L’Algérie, avec plus de quarante quotidiens, peut selon lui aujourd’hui donner de l’espace aux dessinateurs, bien que l’on soit moins libre de s’exprimer. Un amendement condamne notamment l’offense au président de la République ou aux corps de l’Etat et prévoit des peines pouvant aller jusqu’à un an de prison.
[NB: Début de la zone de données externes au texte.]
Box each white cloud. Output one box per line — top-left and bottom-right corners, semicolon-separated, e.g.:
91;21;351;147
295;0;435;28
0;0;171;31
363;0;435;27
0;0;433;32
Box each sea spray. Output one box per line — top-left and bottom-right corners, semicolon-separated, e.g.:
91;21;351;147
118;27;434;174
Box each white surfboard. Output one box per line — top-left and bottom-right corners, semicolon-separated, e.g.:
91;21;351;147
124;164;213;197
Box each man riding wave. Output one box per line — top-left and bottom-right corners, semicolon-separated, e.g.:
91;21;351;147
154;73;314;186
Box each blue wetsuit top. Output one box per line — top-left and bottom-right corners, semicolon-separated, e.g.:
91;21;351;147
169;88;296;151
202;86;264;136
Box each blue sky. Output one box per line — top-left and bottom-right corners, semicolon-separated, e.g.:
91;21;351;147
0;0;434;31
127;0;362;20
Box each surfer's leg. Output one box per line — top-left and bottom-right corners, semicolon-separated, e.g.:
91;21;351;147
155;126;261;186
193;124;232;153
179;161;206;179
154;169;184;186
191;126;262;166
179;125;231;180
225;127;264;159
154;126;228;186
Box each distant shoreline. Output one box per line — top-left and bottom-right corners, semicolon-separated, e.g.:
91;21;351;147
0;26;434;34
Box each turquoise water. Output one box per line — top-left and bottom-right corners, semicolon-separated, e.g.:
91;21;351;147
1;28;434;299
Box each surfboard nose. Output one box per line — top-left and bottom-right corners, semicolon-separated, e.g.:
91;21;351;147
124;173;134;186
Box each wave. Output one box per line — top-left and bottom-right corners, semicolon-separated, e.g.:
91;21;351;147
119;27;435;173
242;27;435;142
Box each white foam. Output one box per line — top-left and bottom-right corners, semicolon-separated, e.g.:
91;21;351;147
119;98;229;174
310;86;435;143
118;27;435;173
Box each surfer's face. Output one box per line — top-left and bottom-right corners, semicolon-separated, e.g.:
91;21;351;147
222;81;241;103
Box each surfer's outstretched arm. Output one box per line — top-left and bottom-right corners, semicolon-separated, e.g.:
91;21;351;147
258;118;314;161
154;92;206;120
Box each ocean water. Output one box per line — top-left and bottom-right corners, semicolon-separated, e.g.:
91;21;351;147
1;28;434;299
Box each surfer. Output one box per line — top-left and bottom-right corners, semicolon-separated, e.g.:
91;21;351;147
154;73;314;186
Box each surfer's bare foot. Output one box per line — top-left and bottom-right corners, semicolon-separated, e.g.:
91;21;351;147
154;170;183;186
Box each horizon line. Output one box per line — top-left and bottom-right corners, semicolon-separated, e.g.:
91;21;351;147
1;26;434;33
Pour lui, « le manque de libertés démocratique dans ce pays force à l’autocensure qui rend l’artiste piètre et peureux ». A la question de savoir si le dessinateur doit se fixer des limites personnelles, il répond que « tout artiste a sa conscience, son vécu, sa sensibilité ». Il encourage ceux qui souhaitent dessiner à prendre le pinceau, « ne serait-ce que par le plaisir que procure le dessin, la magie du crayon sur une feuille vierge ».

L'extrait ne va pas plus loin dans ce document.